Shawntea “Taya” Moheiser
Shawntea “Taya” Moheiser CMPE, CMOM
ITS Healthcare Consulting

Shawntea “Taya” Moheiser, CMPE, CMOM, has a BS in healthcare management from Bellevue University, where she graduated summa cum laude. She is a subject matter expert (SME) in healthcare compliance, organizational governance, process optimization and revenue cycle management. She has held senior level executive management positions in private practices, collaborative institutes and national care coordination organizations. Moheiser consults on all areas of healthcare operations including performance improvement, quality improvement, risk reduction and the shift to value-based payment methodologies.


She is on MGMA’s Government Affairs Council and recently co-authored Revenue Cycle Management: Don’t Get Lost in the Financial Maze with Kem Tolliver. Moheiser's thoughts on the innovative use of people and IT was included in the HIMSS Voices of Innovation Publication in 2019, coordinated by the Cleveland Clinic. She is also a 2019 Midland’s Business Journal “40 Under 40” Executives & Entrepreneurs Award recipient.

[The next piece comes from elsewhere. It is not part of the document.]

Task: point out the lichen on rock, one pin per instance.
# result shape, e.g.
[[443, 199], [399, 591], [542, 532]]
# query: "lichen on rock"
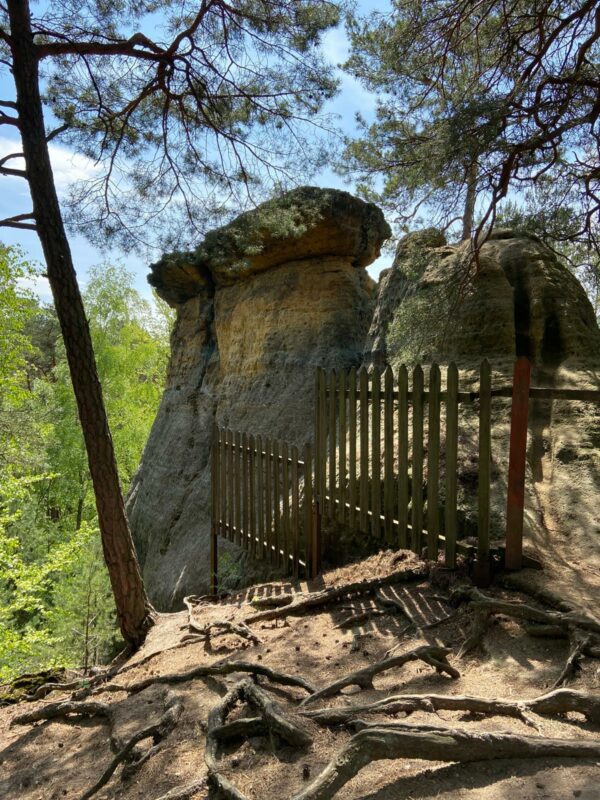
[[260, 303]]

Moheiser is the current president-elect for Nebraska HIMSS and currently sits on two workgroups with MGMA that provide feedback to CMS on proposed legislation. In addition, she is a speaker for state and national MGMA meetings, as well as several rural health associations. She has a passion for physician advocacy, engaging in several terms on government affairs and legislative committees lobbying for healthcare improvement.